Nellie Lutcher gained prominence during the 1940s for her R&B and jazz singing. She was also a phenomenal pianist. Best known for her diction and exaggerated pronunciation, she was credited as an influence by Nina Simone, among others.
Lutcher was born in Lake Charles, Louisiana, on October 15, 1912. She was the oldest daughter of 15 children to Isaac and Suzie Lutcher. Her parents were both musicians, as her father was a bass player, and her mother was a church organist.
As a young girl, Lutcher received piano lessons. Her father formed a family band, and she contributed as the primary piano player.

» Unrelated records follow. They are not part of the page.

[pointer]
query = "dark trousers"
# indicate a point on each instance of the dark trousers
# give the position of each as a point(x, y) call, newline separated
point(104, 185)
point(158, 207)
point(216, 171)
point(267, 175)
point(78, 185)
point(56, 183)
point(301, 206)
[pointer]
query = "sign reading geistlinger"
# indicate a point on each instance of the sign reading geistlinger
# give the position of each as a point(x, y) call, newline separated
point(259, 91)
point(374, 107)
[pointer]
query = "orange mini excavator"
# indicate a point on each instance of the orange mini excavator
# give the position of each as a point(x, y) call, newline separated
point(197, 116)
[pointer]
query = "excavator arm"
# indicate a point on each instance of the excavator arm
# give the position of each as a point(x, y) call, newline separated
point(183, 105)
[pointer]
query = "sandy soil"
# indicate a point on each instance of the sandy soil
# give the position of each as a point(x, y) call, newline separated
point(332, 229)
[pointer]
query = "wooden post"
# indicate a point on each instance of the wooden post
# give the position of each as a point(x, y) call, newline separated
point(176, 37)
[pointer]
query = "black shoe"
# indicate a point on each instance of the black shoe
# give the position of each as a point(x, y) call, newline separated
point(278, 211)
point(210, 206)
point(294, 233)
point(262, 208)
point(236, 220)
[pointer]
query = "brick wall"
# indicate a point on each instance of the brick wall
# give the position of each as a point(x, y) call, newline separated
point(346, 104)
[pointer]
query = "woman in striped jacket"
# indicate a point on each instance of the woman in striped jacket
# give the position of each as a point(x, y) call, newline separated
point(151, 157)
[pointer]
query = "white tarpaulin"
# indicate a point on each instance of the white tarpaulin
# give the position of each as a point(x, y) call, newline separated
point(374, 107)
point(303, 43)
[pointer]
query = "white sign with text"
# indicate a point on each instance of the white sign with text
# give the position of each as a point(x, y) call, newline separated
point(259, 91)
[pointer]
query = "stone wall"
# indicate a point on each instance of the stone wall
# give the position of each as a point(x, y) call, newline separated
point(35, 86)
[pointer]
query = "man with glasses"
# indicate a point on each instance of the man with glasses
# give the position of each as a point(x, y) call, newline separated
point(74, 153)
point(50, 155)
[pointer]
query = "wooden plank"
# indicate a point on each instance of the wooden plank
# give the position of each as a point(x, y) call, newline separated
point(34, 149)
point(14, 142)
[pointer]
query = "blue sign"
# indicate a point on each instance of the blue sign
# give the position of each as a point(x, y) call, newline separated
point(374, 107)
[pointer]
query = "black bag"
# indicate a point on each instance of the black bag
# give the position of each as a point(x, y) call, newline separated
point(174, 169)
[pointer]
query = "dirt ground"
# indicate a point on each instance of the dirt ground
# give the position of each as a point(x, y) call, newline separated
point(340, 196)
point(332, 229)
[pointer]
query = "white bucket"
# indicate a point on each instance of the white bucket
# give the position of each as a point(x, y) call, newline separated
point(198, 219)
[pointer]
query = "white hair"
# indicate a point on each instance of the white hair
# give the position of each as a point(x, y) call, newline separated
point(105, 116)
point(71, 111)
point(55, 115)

At age 12, she played with Ma Rainey; Rainey’s regular pianist fell ill and had to be left behind in the previous town. Searching for a temporary replacement in Lake Charles, one of the neighbors told her there was a little girl who played in church.
In 1933, she joined the Southern Rhythm Boys, writing their arrangements and touring on the road with them. In 1935, she moved to Los Angeles, where she married Leonel Lewis. She began to both sing and play swing piano in small combos throughout the area. During this time, she started to develop her signature style.
Despite her immense talent, she was not widely known until 1947, when she decided to perform in the March of Dimes talent show at Hollywood High School. The show was broadcast on the radio, and her performance caught the ear of Dave Dexter, a scout for Capitol Records.
She made several records with Capitol records. Her first hit single, “Hurry On Down,” was number two on the R&B charts. Her next hit, “He’s A Real Gone Guy,” went to number two on the R&B charts and number 15 on the pop charts.
The following year, she had a string of R&B hits, including “Fine Brown Frame.” She wrote most of her songs and was able to retain publishing rights for her work, which was uncommon for African American artists at the time.
Over time, Lutcher started to lose her appeal with the record-buying public, which led Capitol to drop her in 1952. By 1957, she had joined the board of the Los Angeles Musicians Union and continued to perform from time to time until the 1990s, under the management of Alan Eichler She also starred in her own TV special on PBS, “Nellie,” and recorded a one-hour concert for the NPR series “Piano Jazz.”
Nellie Lutcher died in 2007, she was 94.